Concluímos hoje a publicação de uma entrevista com Jason Pierce, dos Spiritualized, que serviu de base a um artigo publicado a 11 de Junho no DN.
De onde vem o interesse pelos arranjos mais elaborados que são há muito uma característica do som dos Spiritualized?
Vem da música clássica, naturalmente. Mas tem a ver com o mundo de possibilidades que abrem a uma canção. Gosto de trabalhar com harmonias e com instrumentos menos habituais. Gosto de procurar soluções menos vulgares.
O trabalho dos compositores minimalistas interessa-o?
Talvez seja fácil identificar esse interesse, sim. Mas também poderá não ser complicado reconhecer aí uma relação com os Velvet Underground, e a figura de John Cale em particular. E daí, para o La Monte Young...
100 Bars, por exemplo, pode ser associado a essas genéticas minimalistas?
Talvez, mas é uma peça talvez simplista. Um simples acorde, se puder ser tocado por um período de tempo infinito, tornar-se-á no acorde mais importante do mundo... Havia ali um pouco dessa ideia... Mas não me colocaria ao nível desses outros compositores. Nem o sonho fazer. E reconheço algumas das minhas limitações como, por exemplo, na guitarra.
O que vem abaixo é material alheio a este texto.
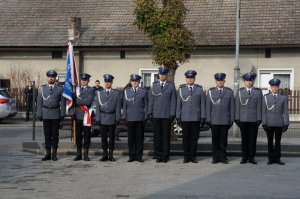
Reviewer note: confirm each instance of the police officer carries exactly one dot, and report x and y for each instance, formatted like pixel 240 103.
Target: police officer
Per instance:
pixel 135 112
pixel 219 117
pixel 84 99
pixel 275 120
pixel 162 110
pixel 108 111
pixel 248 102
pixel 190 114
pixel 51 107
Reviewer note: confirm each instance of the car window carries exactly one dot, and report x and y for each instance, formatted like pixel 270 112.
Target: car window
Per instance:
pixel 5 93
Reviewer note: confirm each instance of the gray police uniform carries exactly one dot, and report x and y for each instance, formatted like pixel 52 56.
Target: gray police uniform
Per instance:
pixel 275 116
pixel 248 117
pixel 162 105
pixel 220 117
pixel 85 98
pixel 51 107
pixel 108 111
pixel 135 112
pixel 190 110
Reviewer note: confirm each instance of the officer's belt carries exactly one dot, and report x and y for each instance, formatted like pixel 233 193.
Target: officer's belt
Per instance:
pixel 107 112
pixel 51 107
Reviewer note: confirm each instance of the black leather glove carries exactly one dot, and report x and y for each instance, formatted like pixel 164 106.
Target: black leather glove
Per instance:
pixel 265 127
pixel 285 128
pixel 73 117
pixel 208 124
pixel 258 122
pixel 40 118
pixel 172 117
pixel 150 116
pixel 74 97
pixel 178 121
pixel 202 122
pixel 230 124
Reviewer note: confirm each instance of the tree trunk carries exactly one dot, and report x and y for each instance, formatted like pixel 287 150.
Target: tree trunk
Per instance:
pixel 171 77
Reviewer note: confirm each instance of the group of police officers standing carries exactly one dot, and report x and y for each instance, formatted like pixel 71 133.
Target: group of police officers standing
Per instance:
pixel 190 105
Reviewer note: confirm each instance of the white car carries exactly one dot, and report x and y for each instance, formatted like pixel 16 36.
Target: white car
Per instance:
pixel 7 105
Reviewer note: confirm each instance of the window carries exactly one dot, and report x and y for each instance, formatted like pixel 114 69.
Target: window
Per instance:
pixel 148 77
pixel 286 77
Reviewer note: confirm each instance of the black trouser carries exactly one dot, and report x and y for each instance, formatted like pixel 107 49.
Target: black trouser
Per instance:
pixel 28 107
pixel 219 142
pixel 249 136
pixel 86 135
pixel 135 139
pixel 110 131
pixel 162 127
pixel 274 153
pixel 190 136
pixel 51 132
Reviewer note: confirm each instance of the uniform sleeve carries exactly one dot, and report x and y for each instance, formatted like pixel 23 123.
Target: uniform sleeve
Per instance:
pixel 179 105
pixel 173 101
pixel 62 104
pixel 39 103
pixel 118 108
pixel 203 102
pixel 286 111
pixel 86 101
pixel 151 101
pixel 124 105
pixel 208 108
pixel 259 104
pixel 264 111
pixel 97 107
pixel 237 106
pixel 232 107
pixel 146 105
Mas são suas, as ideias...
Sim, mas não fico sentado à espera que me apareçam ideias pela frente. Tento procurar. Mas como se procura? Podemos entrar num bar qualquer deste mundo, e ouvimos uma canção a ser tocada. O que faz aquela magia? Como se procura? Como a encontro? Isso é o que me interessa...
Descreveria essas demandas como uma obsessão?
Sim, são uma obsessão. Em todo o sentido da palavra.
A ponto de se distrair e não reparar no que lhe passa ao lado?
Sim, exactamente.
Como lidou com o facto de, há 11 anos, Ladies And Gentleman We Are Floating In Space se ter transformado, de repente, num caso tão referido e destacado nos media?
Não lidei muito com a situação e em nada me revi nela. Assim como não revejo hoje. Era bem estranho. Sobretudo porque era algo que estava fora do meu controle. Lembro-me de ouvir toda a gente me dizer que o álbum era magnífico. Mas não era assim tanto! É um acaso... Mas que sabem bem. Como está a saber bem com este Songs In A & E, que resulta de tudo aquilo a que me dediquei nos últimos cinco anos. É espantoso... Mas não vejo nada disto como uma “recompensa”. Não é uma recompensa. Porque já gosto do disco desde há três anos...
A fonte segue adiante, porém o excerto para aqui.